A história recente do direito eleitoral é a história do amesquinhamento dos direitos políticos. A pretexto de dar “pureza” ao sistema político, de combater a corrupção, está-se diante de um “direito eleitoral do inimigo”, sendo força populista tanto quanto equivocada, em paralelo ao movimento da Lei e da Ordem de recrudescimento do direito penal e da persecução penal, com retrocessos na efetividade dos direitos e garantias individuais, cujos marcos mais assustadores estão na relativização da presunção de inocência e na diminuição da imputabilidade penal.
Esse movimento, se por um lado é inútil no incremento da qualidade da política ou da diminuição da corrupção, por outro pode causar abalos sistêmicos no regime democrático brasileiro, com a adoção, por exemplo, do malfadado financiamento exclusivamente público de campanhas eleitorais.
O fim do financiamento privado das campanhas políticas termina por criar uma dependência financeira estatal para o funcionamento da democracia representativa. Proíbe-se a doação por organizações não governamentais de cunho ambiental e social, sob o argumento de se coibir a participação dos inimigos comuns de ocasião. Olvida-se que a participação da sociedade civil por meio de doações para as campanhas também é um sinal de saúde da democracia, de envolvimento cidadão, além de ser uma forma legítima de participação política ativa na arena pública. E a quantidade de recursos amealhados também integra a disputa na democracia político representativa.
A rigor, não há qualquer relação entre sistema eleitoral e corrupção. As funções do sistema eleitoral podem ser resumidas em três, conforme Virgílio Afonso da Silva: i) o exercício da soberania; ii) legitimação do poder político, isto é, a geração de uma certa aceitabilidade da relação de poder instaurada com os mandatos; iii) escolha de representantes e governantes. E talvez por esta constatação, ou seja, da ausência de relação entre a corrupção e a limitação do universo de eleitores por critérios morais, como o fez a Lei da Ficha Limpa, na Convenção Interamericana contra a Corrupção, nem na Convenção das Nações Unidas contra a Corrupção, inexiste qualquer medida limitadora dos direitos políticos.
Aliás, a Lei da Ficha Limpa, de certo modo, redundou em se anteceder à escolha popular e criar um novo grau (em oposição ao voto direto) para a própria escolha dos candidatos situados em órgãos de classe, autoridades administrativas, tribunais de contas, juízes de direito, aos parlamentos, a decisão precípua sobre a quem deve ser atribuído o poder do povo.
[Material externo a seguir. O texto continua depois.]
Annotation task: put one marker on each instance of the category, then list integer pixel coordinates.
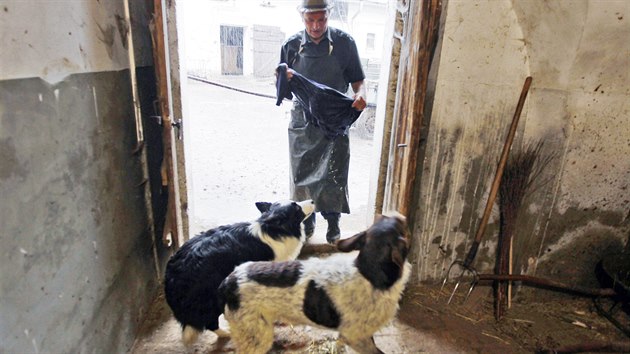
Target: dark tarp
(324, 107)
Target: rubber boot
(309, 226)
(333, 233)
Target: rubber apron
(319, 166)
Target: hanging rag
(324, 107)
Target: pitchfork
(466, 264)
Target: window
(370, 41)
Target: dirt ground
(237, 155)
(538, 321)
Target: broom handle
(497, 177)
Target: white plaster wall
(578, 55)
(60, 38)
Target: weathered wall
(578, 54)
(77, 258)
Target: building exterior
(243, 37)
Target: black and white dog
(194, 272)
(353, 294)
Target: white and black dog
(194, 272)
(353, 294)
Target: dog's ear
(263, 206)
(352, 243)
(399, 252)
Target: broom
(522, 169)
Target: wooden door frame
(167, 71)
(412, 108)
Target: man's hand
(359, 95)
(359, 102)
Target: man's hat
(314, 6)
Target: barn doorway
(236, 137)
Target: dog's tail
(190, 335)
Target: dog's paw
(222, 333)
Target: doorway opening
(235, 136)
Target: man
(319, 165)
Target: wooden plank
(171, 234)
(419, 40)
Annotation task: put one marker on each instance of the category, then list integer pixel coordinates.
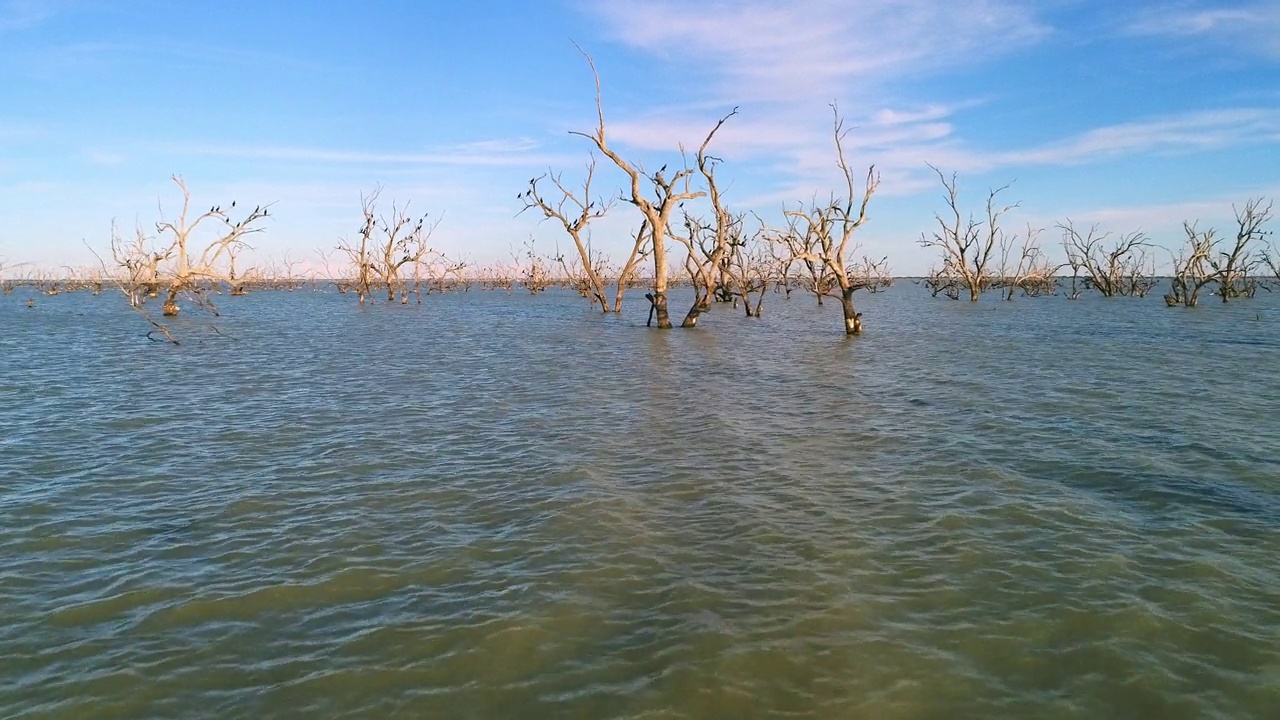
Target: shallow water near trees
(511, 506)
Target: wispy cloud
(23, 14)
(1176, 135)
(769, 50)
(1251, 27)
(489, 153)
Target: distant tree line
(686, 235)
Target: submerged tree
(1123, 268)
(387, 245)
(657, 212)
(821, 236)
(1206, 260)
(575, 214)
(708, 245)
(181, 260)
(1024, 267)
(968, 246)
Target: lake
(507, 506)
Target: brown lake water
(510, 506)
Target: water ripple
(501, 506)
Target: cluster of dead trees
(978, 255)
(393, 254)
(725, 256)
(686, 235)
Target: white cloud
(492, 153)
(1251, 27)
(780, 50)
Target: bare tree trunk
(853, 318)
(659, 306)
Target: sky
(1134, 115)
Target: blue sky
(1136, 118)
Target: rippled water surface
(508, 506)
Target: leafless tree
(1206, 260)
(750, 268)
(1191, 267)
(708, 244)
(1119, 269)
(531, 269)
(827, 232)
(199, 263)
(657, 212)
(575, 214)
(967, 245)
(387, 244)
(1024, 267)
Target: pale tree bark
(1234, 265)
(1191, 267)
(823, 235)
(1206, 260)
(1024, 267)
(575, 214)
(197, 261)
(668, 194)
(707, 246)
(387, 245)
(1111, 270)
(967, 245)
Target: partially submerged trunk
(853, 318)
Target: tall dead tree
(575, 214)
(668, 194)
(1024, 267)
(1205, 260)
(708, 245)
(184, 259)
(199, 261)
(387, 244)
(822, 235)
(968, 246)
(1119, 269)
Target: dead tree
(967, 245)
(182, 260)
(1205, 260)
(804, 249)
(828, 231)
(361, 253)
(1191, 267)
(387, 245)
(708, 245)
(657, 212)
(1119, 269)
(749, 270)
(196, 270)
(530, 268)
(575, 214)
(1024, 267)
(1234, 267)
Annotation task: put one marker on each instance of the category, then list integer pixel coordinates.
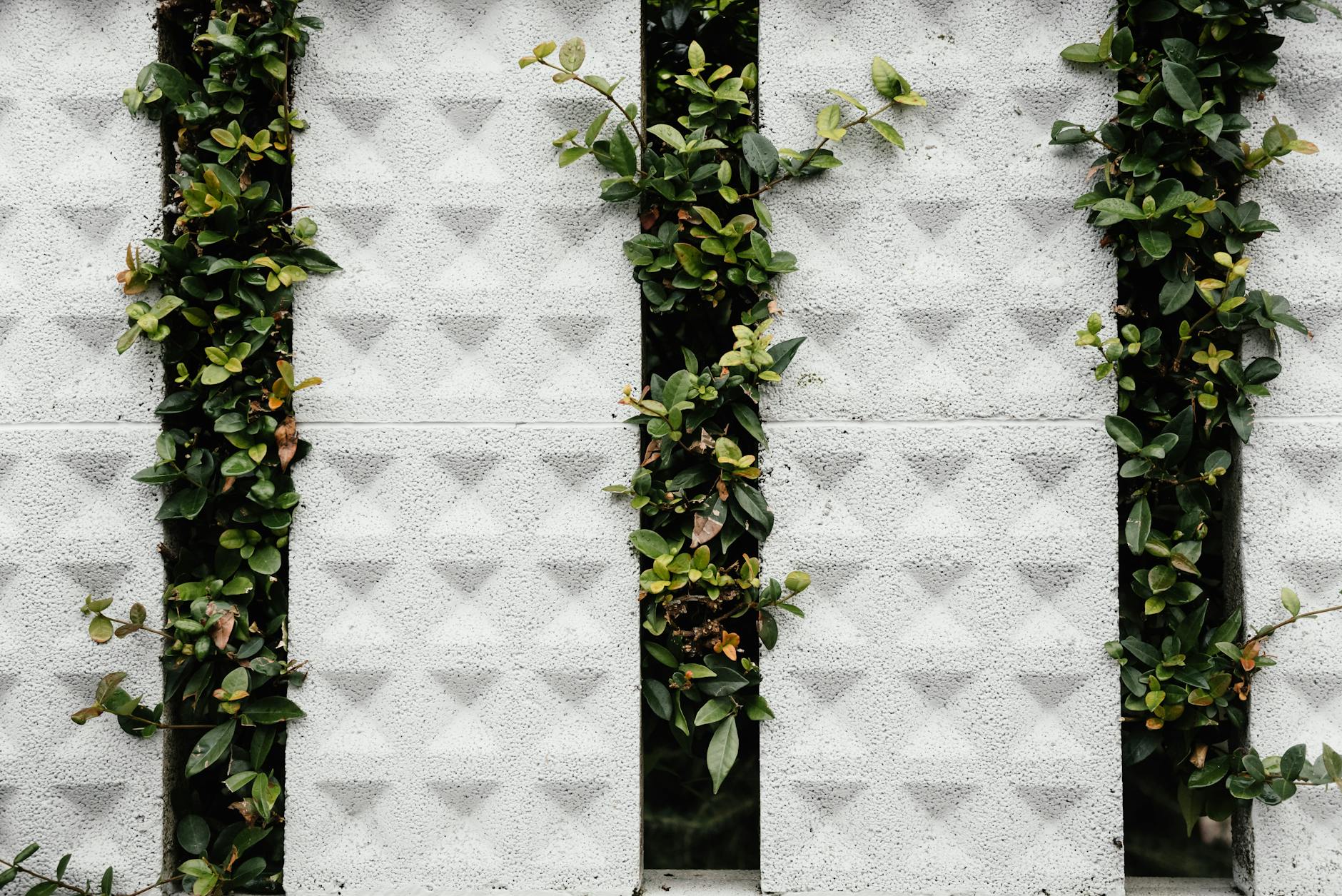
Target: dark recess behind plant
(685, 825)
A inelegibilidade passa a ser indefinida e esparramada nos meandros dos estamentos burocráticos e forças políticas paroquiais- muito atentas às inelegibilidades convenientemente criadas para afastar opositores. Retirou-se, do sufrágio universal, a possibilidade de escolha direta e, com isso, de aprimoramento das instituições democráticas pelo próprio erro e acerto.
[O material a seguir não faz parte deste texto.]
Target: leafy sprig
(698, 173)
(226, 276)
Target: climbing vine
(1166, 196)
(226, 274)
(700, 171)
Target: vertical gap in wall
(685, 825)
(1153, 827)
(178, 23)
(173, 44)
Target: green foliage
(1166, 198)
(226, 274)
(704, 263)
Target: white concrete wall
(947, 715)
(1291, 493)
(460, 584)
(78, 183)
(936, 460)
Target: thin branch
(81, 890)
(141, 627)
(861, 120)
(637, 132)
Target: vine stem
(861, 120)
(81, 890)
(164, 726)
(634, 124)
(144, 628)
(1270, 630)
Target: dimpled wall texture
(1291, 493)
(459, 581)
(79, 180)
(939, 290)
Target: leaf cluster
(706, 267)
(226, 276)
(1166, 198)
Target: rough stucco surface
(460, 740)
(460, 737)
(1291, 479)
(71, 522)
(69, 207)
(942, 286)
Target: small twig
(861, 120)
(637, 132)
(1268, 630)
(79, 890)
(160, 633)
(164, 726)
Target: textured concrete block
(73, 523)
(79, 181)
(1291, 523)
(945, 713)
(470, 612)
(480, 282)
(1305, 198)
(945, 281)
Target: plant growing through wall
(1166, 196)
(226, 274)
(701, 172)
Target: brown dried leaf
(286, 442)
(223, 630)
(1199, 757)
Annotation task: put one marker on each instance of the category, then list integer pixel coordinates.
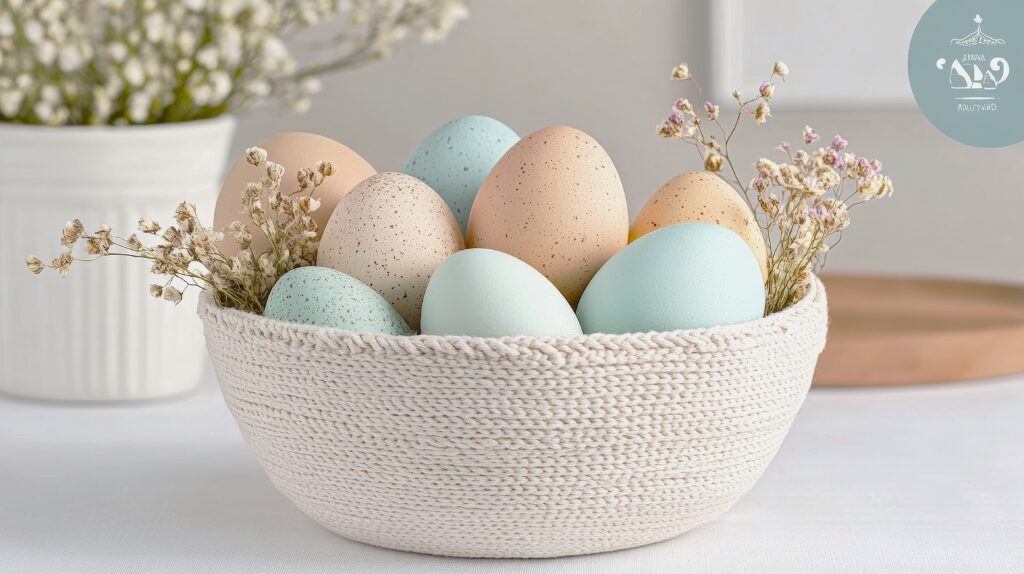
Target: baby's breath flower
(712, 111)
(681, 72)
(171, 294)
(147, 225)
(714, 161)
(762, 113)
(802, 220)
(325, 168)
(256, 156)
(809, 135)
(115, 61)
(34, 264)
(274, 171)
(189, 255)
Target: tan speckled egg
(294, 150)
(391, 231)
(554, 201)
(701, 196)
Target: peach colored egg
(554, 201)
(701, 196)
(391, 231)
(294, 150)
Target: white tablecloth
(908, 480)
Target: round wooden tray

A propósito, a escolha dos vereadores pelos Juízes – após a eleição – está no Título 67 do Livro Primeiro das Ordenações Filipinas de 1603 que regularam as eleições brasileiras até o século XIX: “E para servirem uns com os outros, o juiz juntará os mais convenientes, assim por não serem parentes, como os mais práticos com o que o não forem tanto, havendo respeito às condições e costumes de cada um, para que a terra seja melhor governada”.
Esse malsinado populismo eleitoral é uma grande ameaça ao Estado Democrático e de Direito, porque apequena a democracia, seus atores, seu financiamento e deve ser combatido, porque, em última análise traz consigo uma semente autoritária que desconfia das escolhas do povo. Por isso, é necessário, mais que nunca- a resistência democrática a esse messianismo eleitoral, para que possamos, parafraseando Campos, largar a chupeta de nossa infância e lidar logo com a bigorna da realidade constitucional: o poder emana do povo, cabendo a ele a escolha da representação política.